Millions of people use artificial intelligence (AI) tools like ChatGPT daily to do everything from generating code to drawing images to creating business ideas.
Those AI tools appear to be getting better. Back in November 2022 when it was launched, ChatGPT was powered by GPT-3.5, at the time the most powerful model offered by OpenAI. Yet GPT-3.5 was quickly eclipsed by GPT-4 just a few months later. GPT-4 crushed GPT-3.5 on a range of benchmarks, including its performance on the bar exam (GPT-4 scored in the 90th percentile; GPT-3.5 in the 10th). In short order, GPT-4 itself was also overtaken by GPT-4o, now OpenAI’s most powerful model by a long shot.
At the same time, companies like Google, Anthropic, and Microsoft also have developed increasingly capable AI models that seem to blow past the top scores of previous models on a range of tests and evaluations. That makes the trajectory of AI improvement quite clear.
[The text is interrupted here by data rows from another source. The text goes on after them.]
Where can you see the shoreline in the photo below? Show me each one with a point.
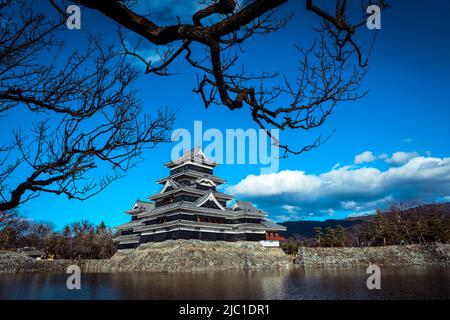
(197, 256)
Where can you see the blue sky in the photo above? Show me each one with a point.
(399, 130)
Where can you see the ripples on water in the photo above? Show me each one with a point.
(396, 283)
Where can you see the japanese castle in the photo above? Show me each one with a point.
(189, 206)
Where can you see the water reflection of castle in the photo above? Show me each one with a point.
(189, 207)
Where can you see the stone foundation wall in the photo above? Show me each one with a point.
(13, 262)
(167, 256)
(192, 256)
(423, 254)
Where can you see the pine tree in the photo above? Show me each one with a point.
(330, 237)
(318, 234)
(340, 235)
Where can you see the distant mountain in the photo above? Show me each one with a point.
(304, 229)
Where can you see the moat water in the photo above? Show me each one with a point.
(396, 283)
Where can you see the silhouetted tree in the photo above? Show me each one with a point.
(85, 114)
(330, 71)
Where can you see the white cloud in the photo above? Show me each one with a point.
(290, 209)
(348, 188)
(337, 165)
(401, 157)
(366, 156)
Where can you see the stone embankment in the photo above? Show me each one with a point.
(168, 256)
(193, 256)
(417, 254)
(13, 262)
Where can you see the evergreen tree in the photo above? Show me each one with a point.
(318, 234)
(340, 235)
(330, 237)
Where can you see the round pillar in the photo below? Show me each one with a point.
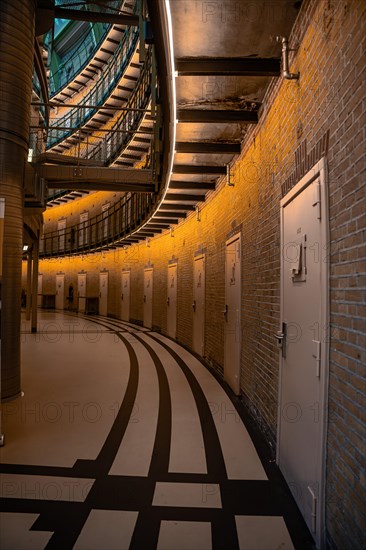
(17, 34)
Models are getting dramatically better as scaling laws mean their intelligence grows significantly as they’re given more data and compute time.
Today, the top models all appear to be comparably powerful, and leaps and bounds better than their predecessors of just a couple years ago. However, directly comparing the relative strengths of each model is still difficult. Is GPT-4o or Claude 3.5 Sonnet better at coding? Is Gemini 1.5 Pro or Mistral Large the better choice for document analysis? Which model is more efficient or effective for a specific task or use case?
Those are not easy questions to answer because we lack effective standardized evaluation methods to tell us how good a particular AI model is at a particular thing. There are plenty of tests and benchmarks to measure different outcomes, but they’re still inadequate if you want to definitively understand which model to use for a particular task.
It’s like knowing you’re looking at a group of Olympic gold medalists, but don’t know what sport they play.
A feature or a bug?
To start, the problem lies in the nature of today’s AI systems. The difficulty of measuring them is in many ways a feature, not a bug.
Generative AI, the type of AI that powers OpenAI’s ChatGPT, Anthropic’s Claude, Google’s Gemini, and others, is a general-purpose technology that is good at a lot of different things, not narrowly great and purpose-built for one specific thing. This inherently complicates attempts to measure it consistently.
“Generative AI is designed for versatility, developed through large-scale pre-training to support open-ended applications,” said Matthias Bethge, an AI researcher at Germany’s University of Tübingen. “Traditional evaluation methods, which rely on static tests for predefined abilities, fall short in capturing this versatility.”
As an example, you can use the exact same model to do two wildly different things like, say, generate art in the style of the Dutch Masters and code in Python. You know the model you use to do this is generally state-of-the-art, but you don’t always know if the model is state-of-the-art at the specific task you want to do, chosen from a menu of thousands of tasks the model is capable of doing.
In other words, this incredible AI model may suck at art or code, or both, and be world-class at something else. This presents obvious problems when trying to pick which tools to use to get stuff done, but this obvious problem does not have an obvious solution right now. The best that AI companies can do right now is measure their technology using a range of different methods, said Kathy McKeown, an expert in natural language processing at Columbia University.
“Companies measure the quality of generative AI systems for the most part by evaluation on a suite of task-specific benchmarks,” she said.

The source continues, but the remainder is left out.